Ten hours later the lady was dead.

The patient’s husband sued the surgeon, the hospital, as employer of the circulating nurse, and the anaesthetist who was not even present but was the employer of the nurse anaesthetist.

All three were found liable and had to pay.

Lessons
If you did not order blood for a specific operation, inquire what blood? And ascertain its source and intended use before accepting. Circulating nurses must check the intended patient before offering blood during surgery. The person administering the aneasthesia and setting up blood must always make sure of the order for the blood and for whom it is intended.

Case 1

Anaesthetic Accident and Clear Records

Details

A 49 year old lady was scheduled for vaginoplasty. The patient suffered a cardiac arrest after being given a spiral anaesthetic. A thoractomy was quickly performed and cardiac massage performed for one hour without the resumption of spontaneous breathing.
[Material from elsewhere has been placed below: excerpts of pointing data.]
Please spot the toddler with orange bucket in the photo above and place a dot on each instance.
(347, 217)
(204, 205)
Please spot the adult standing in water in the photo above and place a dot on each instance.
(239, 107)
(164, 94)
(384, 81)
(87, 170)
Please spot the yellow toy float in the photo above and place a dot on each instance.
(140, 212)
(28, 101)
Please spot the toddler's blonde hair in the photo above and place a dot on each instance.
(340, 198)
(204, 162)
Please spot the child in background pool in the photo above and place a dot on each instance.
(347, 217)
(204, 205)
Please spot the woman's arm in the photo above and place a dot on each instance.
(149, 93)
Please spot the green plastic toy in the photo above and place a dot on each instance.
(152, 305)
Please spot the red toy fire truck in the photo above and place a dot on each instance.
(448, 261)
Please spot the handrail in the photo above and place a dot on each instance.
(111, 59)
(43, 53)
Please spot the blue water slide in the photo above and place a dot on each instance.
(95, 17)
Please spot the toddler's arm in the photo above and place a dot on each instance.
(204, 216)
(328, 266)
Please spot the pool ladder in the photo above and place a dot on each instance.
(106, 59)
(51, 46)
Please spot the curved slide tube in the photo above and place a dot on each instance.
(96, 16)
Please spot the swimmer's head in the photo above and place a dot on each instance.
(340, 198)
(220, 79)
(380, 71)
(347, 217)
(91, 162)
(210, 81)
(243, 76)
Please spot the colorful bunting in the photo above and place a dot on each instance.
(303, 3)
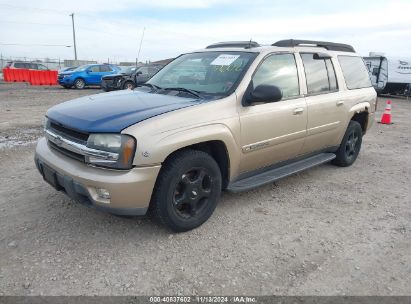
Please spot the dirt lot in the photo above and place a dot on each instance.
(326, 231)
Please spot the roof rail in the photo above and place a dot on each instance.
(242, 44)
(327, 45)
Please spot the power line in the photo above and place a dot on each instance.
(34, 23)
(29, 44)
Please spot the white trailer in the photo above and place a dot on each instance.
(389, 75)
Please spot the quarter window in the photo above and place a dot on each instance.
(279, 70)
(319, 74)
(355, 73)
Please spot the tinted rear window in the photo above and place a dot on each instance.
(319, 73)
(355, 73)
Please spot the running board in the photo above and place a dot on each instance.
(272, 175)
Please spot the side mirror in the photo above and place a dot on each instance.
(264, 93)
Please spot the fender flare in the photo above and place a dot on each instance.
(179, 139)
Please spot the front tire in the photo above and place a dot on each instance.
(79, 84)
(187, 190)
(350, 145)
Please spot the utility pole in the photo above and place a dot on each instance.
(139, 49)
(74, 36)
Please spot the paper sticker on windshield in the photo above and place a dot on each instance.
(224, 59)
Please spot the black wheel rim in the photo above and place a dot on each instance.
(192, 193)
(79, 84)
(352, 145)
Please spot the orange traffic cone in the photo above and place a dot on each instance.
(386, 117)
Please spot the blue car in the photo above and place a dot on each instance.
(89, 74)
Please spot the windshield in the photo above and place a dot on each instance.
(81, 68)
(208, 72)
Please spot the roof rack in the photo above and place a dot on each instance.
(242, 44)
(327, 45)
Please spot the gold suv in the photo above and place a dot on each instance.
(234, 116)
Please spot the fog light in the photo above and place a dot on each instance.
(103, 193)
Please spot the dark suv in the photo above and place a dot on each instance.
(129, 78)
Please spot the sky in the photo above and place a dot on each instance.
(112, 30)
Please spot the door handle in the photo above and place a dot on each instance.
(298, 111)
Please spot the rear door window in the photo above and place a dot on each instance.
(41, 67)
(95, 69)
(355, 72)
(279, 70)
(319, 74)
(105, 68)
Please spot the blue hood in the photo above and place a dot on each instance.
(115, 111)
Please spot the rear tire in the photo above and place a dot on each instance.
(79, 84)
(187, 190)
(350, 145)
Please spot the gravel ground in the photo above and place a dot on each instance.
(326, 231)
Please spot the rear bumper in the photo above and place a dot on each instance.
(65, 81)
(130, 191)
(111, 84)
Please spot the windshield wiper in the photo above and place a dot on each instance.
(192, 92)
(153, 86)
In the meantime she was given oxygen under pressure.

Present were the surgeon, the anaesthetist, two residents and part of the time, the hospital’s chief of anesthesia and another anaesthetist.
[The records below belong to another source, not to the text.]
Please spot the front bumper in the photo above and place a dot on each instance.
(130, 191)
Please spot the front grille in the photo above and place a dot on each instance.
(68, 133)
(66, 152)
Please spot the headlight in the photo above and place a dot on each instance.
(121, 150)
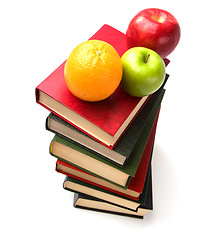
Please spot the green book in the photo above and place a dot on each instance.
(92, 163)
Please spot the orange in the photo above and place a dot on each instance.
(93, 70)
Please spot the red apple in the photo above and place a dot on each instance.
(155, 29)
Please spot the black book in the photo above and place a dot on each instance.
(90, 203)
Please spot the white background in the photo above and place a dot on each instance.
(36, 37)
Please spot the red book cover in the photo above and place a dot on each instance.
(108, 115)
(136, 182)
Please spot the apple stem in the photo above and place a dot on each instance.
(146, 60)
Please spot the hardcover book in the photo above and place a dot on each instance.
(90, 203)
(94, 164)
(106, 120)
(136, 184)
(124, 147)
(77, 186)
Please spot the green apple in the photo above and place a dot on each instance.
(143, 71)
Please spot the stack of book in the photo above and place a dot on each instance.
(104, 148)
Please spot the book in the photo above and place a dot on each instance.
(90, 203)
(122, 150)
(106, 120)
(136, 184)
(77, 186)
(80, 157)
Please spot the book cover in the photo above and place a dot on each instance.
(94, 164)
(122, 150)
(77, 186)
(90, 203)
(104, 121)
(136, 184)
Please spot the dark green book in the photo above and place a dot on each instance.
(122, 150)
(102, 195)
(86, 160)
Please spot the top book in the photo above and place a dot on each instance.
(105, 121)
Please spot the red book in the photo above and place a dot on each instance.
(136, 185)
(104, 121)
The woman’s life was saved, but she suffered disabling brain damage. The patient’s husband sued all six doctors and the hospital.

There was no indication on the record as to who had actually given the spinal. There was no indication of a discussion on a “surgical plan.” There was no explanation of the chart entry “mixture of tetracaine and epinephrine given at T-10!!”

The two residents and the staff anaesthetist were dropped from the case, and the hospital and the other three doctors had to pay.

Lessons
Always discuss a plan of surgery, the nature and extent of anesthesia and the extent of the surgery planned. Make sure records are clear and signed.